The outcomes of this approach are similar to the Monte Carlo based consensus motif identification algorithm outlined above. The set of sequences generated following this protocol can be used to rationally design the interface between the chaperone and substrate, such that a target peptide can be engineered to be a substrate for a specific chaperone.
2.7 Case study: Substrate recognition by the yeast chaperone Ydj1p
Ydj1p (Yeast DnaJ 1) is the yeast homolog of
E. Coli DnaJ and a representative member of the 40 kDa heat shock proteins (Hsp40s). These proteins are essential for normal cell growth and the survival of yeast from heat stress, and are involved in protein translocation across the membrane as well as protein folding and degradation (
57). Ydj1p has been shown to influence the assembly-state of endogenous yeast prions, and it influences the aggregation of fragments of huntingtin in yeast models (
58,
59). The structure of this protein with a co-crystallized 7-residue peptide substrate (GWLYEIS) in its C-terminal peptide-binding domain (PDB: 1NLT) clearly indicates that the substrate binds to the chaperone via beta-strand extension on the surface of the protein (
30).

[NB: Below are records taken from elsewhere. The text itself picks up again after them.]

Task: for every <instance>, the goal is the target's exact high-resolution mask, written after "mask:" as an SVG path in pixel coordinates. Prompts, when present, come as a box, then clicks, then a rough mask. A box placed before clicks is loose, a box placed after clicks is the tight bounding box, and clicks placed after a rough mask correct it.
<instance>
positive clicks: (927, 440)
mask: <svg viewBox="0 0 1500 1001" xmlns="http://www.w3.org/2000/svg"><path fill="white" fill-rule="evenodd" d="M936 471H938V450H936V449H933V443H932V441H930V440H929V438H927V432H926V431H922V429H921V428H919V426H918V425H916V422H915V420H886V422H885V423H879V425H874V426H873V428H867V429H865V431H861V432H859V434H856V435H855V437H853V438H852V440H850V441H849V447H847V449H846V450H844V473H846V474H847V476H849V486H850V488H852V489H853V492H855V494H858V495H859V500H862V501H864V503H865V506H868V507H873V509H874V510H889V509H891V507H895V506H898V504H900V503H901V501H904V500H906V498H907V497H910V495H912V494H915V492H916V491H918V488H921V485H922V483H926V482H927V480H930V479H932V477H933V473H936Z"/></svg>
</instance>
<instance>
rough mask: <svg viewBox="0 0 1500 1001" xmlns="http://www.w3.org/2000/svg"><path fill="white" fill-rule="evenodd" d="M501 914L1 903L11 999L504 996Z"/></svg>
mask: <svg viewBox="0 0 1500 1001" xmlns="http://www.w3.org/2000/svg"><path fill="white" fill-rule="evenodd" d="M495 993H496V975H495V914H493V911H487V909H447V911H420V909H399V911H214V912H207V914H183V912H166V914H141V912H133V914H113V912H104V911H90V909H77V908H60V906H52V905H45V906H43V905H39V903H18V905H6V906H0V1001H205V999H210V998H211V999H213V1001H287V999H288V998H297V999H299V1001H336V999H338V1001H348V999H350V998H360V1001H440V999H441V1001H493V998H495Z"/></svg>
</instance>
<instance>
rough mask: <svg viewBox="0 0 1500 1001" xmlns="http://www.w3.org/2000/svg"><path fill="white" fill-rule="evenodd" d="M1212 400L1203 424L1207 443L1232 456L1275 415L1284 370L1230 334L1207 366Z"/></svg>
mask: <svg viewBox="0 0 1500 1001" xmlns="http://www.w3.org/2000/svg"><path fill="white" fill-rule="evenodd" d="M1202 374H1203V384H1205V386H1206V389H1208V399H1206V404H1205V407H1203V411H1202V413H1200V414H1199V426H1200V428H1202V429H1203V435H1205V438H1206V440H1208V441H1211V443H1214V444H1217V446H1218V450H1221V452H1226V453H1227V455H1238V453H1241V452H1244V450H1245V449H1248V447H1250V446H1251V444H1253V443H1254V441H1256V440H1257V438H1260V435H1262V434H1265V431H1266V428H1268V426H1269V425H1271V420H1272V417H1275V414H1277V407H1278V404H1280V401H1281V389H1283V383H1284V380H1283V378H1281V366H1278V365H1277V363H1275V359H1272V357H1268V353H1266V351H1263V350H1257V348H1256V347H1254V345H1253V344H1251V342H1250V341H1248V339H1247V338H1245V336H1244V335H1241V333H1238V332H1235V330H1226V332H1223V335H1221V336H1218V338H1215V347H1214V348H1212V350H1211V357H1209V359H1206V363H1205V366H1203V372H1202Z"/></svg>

Our goal in this study was to identify peptides that potentially bind Ydj1 with affinities comparable to the co-crystallized peptide. We applied the fixed backbone redesign protocol described above in order to identify a consensus sequence from the computationally designed peptide library, which had energetically favorable substrates for Ydj1. We systematically mutated each position on the peptide to all possible amino acids, and estimated the change in stability upon mutation. This process is analogous to the generation of a random peptide library, often performed in phage display screening. We then compared the binding affinity of each designed peptide to that of the peptide co-crystallized with Ydj1 (referred to as wild type peptide). We isolated a set of ~2500 peptides featuring a binding affinity of >75% of that of the wild type peptide. We computed the propensity of each amino acid to appear in a given position on the peptide obtained from the computationally generated peptide library, and arrived at a consensus sequence (GX[LMQ]{P}X{P}{CIMPVW}, where [XY] denotes either X or Y and {XY} denotes neither X nor Y) that acts as a sufficient condition for recognition by Ydj1 (
31). We experimentally verified that the computationally generated consensus sequence is in good agreement with the trend observed by phage display screening (
31,
45). We therefore demonstrated that our peptide redesign methodology could be generally applied to computationally mimic phage display screening for the identification of potential binding motifs recognized by chaperones.
We conducted a yeast proteome-wide screen for peptides satisfying the identified consensus motif. Interestingly, the hits obtained from our proteome screen include proteins that are either known substrates of Ydj1 (e.g. prions) or other chaperones with which Ydj1 has been shown to interact (e.g. Hsp70, Hsp90), along with other uncharacterized proteins. These results indicate that our methodology can be applied to identify potential new candidate substrates for a given chaperone. We acknowledge that these observations require further experimental verification to validate our claim.